Abstract For several years there has been a debate about whether Kantian intuitions have conceptual or non-conceptual content. Those who ascribe conceptual content to intuitions argue that for an intuition to be generated representations delivered by sensibility have to be synthesized by the understanding and that concepts have to be deployed in this act of synthesis. Defenders of the view that intuitions have non-conceptual content, by contrast, assume that a concept-involving synthesis is not a necessary condition for having an intuition, but for having a cognition and thus that having an intuition does not require deploying any concepts. In this chapter it is argued that Kant occupies a middle position between these two views.

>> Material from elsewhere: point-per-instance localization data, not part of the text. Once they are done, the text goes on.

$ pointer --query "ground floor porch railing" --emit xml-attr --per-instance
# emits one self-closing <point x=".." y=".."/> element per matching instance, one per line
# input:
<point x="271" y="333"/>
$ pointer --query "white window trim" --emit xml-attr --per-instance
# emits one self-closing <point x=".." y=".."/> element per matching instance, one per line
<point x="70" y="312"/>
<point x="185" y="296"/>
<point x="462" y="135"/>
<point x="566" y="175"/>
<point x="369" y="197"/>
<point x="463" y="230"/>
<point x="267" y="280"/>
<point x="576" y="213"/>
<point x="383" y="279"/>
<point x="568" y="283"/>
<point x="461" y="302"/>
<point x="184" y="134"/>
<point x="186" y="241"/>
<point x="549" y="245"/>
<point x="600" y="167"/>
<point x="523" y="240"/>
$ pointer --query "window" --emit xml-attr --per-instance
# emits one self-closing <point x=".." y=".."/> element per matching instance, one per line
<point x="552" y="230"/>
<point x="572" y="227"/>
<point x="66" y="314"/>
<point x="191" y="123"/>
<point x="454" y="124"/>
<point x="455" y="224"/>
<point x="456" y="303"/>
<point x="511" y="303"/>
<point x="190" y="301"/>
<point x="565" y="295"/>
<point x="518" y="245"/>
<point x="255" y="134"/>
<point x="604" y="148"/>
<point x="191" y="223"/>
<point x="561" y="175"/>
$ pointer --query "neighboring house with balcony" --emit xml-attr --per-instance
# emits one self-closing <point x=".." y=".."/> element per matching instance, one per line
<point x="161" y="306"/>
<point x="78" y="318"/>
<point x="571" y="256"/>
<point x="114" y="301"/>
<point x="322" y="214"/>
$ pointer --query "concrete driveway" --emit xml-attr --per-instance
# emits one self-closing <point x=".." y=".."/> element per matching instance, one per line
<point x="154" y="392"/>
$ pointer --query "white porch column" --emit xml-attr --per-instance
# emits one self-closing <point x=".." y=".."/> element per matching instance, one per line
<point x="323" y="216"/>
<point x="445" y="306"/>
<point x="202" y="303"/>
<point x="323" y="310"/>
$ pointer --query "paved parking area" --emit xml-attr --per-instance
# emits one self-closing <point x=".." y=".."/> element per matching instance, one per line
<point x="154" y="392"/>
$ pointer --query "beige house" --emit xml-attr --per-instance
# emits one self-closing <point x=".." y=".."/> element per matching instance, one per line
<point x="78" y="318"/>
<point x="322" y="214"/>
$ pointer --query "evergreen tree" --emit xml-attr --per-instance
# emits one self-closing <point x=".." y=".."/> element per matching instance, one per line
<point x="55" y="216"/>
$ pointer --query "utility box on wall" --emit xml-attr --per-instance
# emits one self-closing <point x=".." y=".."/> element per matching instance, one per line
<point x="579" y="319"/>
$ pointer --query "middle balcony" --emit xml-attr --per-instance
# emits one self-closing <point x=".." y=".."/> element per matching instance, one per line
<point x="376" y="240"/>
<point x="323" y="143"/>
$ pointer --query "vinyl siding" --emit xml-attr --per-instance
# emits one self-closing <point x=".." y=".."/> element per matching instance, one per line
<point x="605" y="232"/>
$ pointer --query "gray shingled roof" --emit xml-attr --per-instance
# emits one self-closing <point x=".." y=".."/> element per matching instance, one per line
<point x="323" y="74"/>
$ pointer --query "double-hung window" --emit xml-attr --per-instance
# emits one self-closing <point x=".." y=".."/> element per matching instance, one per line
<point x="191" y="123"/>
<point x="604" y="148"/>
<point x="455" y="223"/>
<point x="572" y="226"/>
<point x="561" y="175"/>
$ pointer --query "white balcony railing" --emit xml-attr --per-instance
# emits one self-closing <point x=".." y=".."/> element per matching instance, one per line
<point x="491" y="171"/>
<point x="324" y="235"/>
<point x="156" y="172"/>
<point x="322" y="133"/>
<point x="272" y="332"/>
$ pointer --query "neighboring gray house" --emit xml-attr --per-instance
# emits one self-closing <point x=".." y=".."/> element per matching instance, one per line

On the one hand, for Kant a concept-involving synthesis is indeed a presupposition for the production of intuitions. On the other hand, from this it does not follow that intuitions have conceptual content in the contemporary sense. This is because Kant distinguishes between different kinds of concepts, namely between obscure, clear, indistinct and distinct concepts. According to him, for a subject to synthesize sensible representations she only has to possess obscure concepts but does not have to possess clear or distinct ones. Yet, if one takes as a basis contemporary conceptions of concepts, then Kantian obscure concepts do not count as concepts at all. Thus, even though Kant claims that sensible synthesis requires possession of concepts, his position resembles the position of those contemporary philosophers who ascribe non-conceptual content to perceptions.